Queridos parroquianos tuiteros: sois un puto desastre, pero os queremos
En este glorioso Día Mundial de los Tuiteros (porque nadie con dos dedos de frente dice “Xeros”, por mucho que el megalómano de Musk quiera), nuestra querida Eva Soriano ha decidido dedicar su carta a todos vosotros, pobres adictos a esa cloaca digital que aún frecuentáis como si fuera 2012.
La carta, como no podía ser de otra manera tratándose de seres con la capacidad de atención de un mosquito cocainómano, viene en formato hilo. Porque ya sabemos que si no es breve y con hashtags, vuestros cerebros atrofiados desconectan.

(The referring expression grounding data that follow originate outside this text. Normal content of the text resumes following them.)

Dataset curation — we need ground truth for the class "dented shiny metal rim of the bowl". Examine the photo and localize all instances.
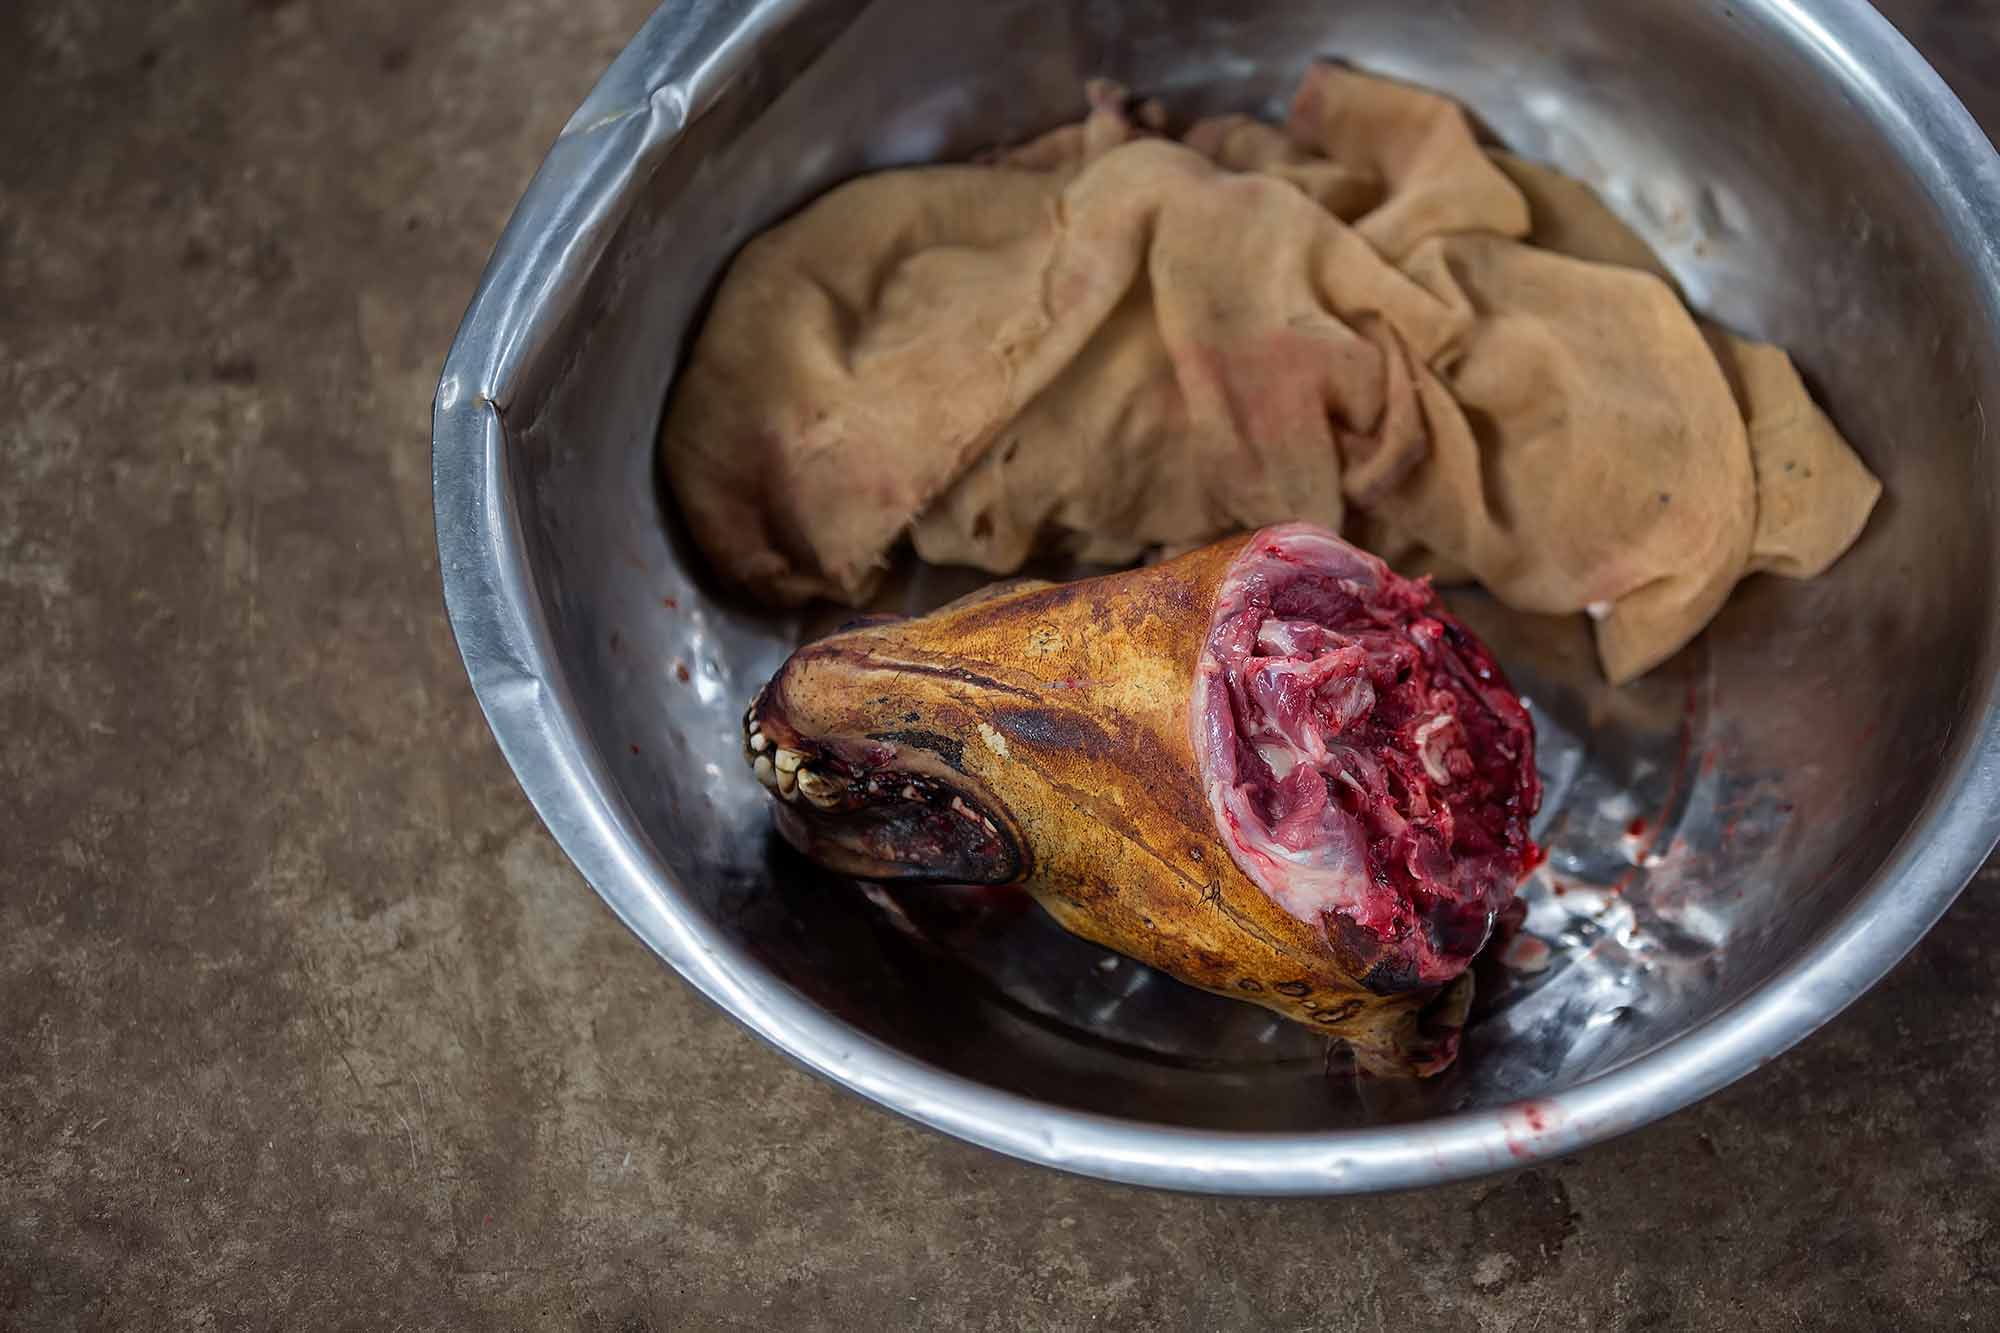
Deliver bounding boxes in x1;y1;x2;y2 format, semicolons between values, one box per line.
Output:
432;0;2000;1195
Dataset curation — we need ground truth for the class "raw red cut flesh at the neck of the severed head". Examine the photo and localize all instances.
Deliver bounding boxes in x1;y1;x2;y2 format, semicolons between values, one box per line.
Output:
1192;524;1542;993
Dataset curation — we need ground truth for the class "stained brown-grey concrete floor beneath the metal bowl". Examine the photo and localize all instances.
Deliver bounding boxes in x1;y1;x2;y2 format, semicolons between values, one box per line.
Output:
0;0;2000;1331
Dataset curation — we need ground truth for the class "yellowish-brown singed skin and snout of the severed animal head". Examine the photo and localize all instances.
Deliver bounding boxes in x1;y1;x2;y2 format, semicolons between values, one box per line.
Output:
744;538;1472;1075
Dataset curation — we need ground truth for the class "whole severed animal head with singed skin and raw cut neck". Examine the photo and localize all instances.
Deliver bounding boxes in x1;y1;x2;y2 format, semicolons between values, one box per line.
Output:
744;524;1540;1073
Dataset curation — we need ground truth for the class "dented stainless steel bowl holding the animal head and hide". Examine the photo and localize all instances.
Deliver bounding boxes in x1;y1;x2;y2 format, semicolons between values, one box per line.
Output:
434;0;2000;1193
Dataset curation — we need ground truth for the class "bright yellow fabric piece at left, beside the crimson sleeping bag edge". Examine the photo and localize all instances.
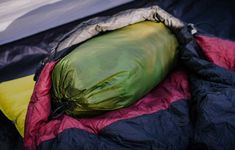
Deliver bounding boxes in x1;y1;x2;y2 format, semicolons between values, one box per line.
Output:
0;75;35;137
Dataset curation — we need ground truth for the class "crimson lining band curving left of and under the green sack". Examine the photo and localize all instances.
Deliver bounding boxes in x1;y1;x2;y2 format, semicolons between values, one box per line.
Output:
24;62;191;149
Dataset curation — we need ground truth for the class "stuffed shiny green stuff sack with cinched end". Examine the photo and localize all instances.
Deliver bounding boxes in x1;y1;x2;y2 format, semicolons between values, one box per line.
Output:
52;21;178;116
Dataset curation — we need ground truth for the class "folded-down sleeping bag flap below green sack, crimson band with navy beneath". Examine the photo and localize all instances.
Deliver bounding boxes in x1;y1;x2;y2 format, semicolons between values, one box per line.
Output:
24;59;192;149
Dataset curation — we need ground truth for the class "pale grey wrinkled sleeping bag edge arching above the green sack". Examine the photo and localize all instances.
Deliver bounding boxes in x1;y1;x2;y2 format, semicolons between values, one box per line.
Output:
55;5;184;51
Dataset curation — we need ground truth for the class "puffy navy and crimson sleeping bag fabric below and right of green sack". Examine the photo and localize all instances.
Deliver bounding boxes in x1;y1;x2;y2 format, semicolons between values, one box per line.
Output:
25;3;235;150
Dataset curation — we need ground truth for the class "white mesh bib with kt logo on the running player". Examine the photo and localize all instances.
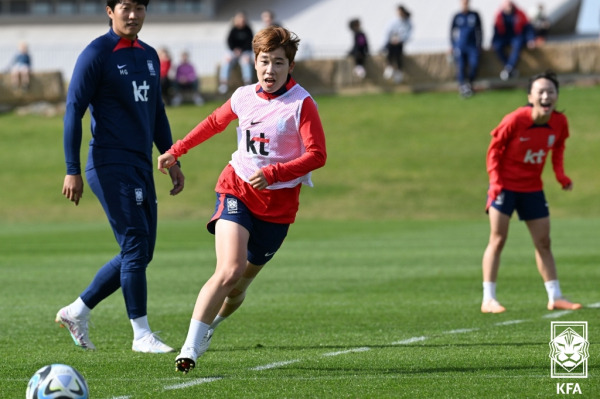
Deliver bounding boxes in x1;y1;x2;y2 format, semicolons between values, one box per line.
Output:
229;84;313;190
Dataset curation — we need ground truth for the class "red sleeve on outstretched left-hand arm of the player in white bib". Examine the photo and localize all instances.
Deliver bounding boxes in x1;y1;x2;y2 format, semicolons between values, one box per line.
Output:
167;99;237;158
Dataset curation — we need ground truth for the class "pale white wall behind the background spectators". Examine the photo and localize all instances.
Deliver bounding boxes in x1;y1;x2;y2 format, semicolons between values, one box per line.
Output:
0;0;600;80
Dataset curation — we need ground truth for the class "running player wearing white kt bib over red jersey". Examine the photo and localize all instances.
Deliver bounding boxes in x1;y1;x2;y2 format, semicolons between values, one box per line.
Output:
158;26;327;373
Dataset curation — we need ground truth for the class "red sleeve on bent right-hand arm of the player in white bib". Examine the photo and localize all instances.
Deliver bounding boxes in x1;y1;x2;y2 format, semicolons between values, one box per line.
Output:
262;97;327;184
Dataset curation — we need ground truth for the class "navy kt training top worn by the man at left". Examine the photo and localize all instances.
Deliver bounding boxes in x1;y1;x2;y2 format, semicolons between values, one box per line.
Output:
64;28;173;175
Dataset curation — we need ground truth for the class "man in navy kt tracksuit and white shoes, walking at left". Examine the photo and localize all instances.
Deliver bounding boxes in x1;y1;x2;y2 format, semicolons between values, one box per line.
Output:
56;0;184;353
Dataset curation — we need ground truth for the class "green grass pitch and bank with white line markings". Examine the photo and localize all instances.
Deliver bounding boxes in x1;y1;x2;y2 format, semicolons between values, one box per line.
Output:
0;87;600;399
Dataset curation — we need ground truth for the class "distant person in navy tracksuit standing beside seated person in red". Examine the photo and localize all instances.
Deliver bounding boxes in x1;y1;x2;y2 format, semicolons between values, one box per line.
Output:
450;0;482;97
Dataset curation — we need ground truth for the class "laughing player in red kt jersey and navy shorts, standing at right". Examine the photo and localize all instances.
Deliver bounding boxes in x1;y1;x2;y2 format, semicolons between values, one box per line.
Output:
481;72;581;313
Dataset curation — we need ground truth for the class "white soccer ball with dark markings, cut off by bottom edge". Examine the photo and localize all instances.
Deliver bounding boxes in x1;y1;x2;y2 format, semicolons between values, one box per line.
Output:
25;364;88;399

“Muchos lleváis en esta red social desde 2012 o antes, cuando todo eran comentarios de peña queriendo ver el mundo arder, no como ahora”, arranca nuestra Eva, con esa sutileza que la caracteriza. Lo que no dice es que antes el odio al menos tenía cierta creatividad, no como ahora, que estáis todos tan polarizados que parece que os han lobotomizado.
Y tiene toda la razón cuando afirma: “Da igual que hayas puesto algo tipo ‘Me encantan los macarrones con tomatito’, te va a caer la de Dios”. Porque estáis tan amargados, queridos tuiteros, que convertís cualquier comentario inocente en una guerra civil digital.
Eso sí, recordamos con cariño momentos gloriosos como cuando la Paulina Rubio, demostrando que el coeficiente intelectual de algunas celebridades no supera al de una ameba, pensó que el hashtag #PAU2015 iba por ella. O cuando Leticia Sabater creyó que Kuala Lumpur era un insulto. #RecuerdosImborrablesDeLaEstupidezHumana, que diríamos nosotros.
Entre tanto odio y sarcasmo, Eva aprovecha para meter su pequeño dardo: “Hubiera agradecido un poco más de apoyo en el #EvaSorianoTuCaraMeSuena”. Porque vosotros, queridos tuiteros, sois como una pareja tóxica: solo estáis para lo malo, nunca para apoyar.
Y como buen hilo tuitero, termina mendigando atención: “Termino este hilo pidiendo amigos tuiteros que nos deis un retuit para darnos a conocer”. Patético pero efectivo, como todo en esa red social donde el “Perro Sánchez Tuitero” (apodo brillante, por cierto) os manda a ser malos cada noche mientras vosotros obedecéis como borregos digitales.
Pero bueno, ¿qué sería de nosotros sin vuestras ocurrencias y vuestra bilis diaria? Os queremos, tuiteros, aunque seáis lo peor de cada casa.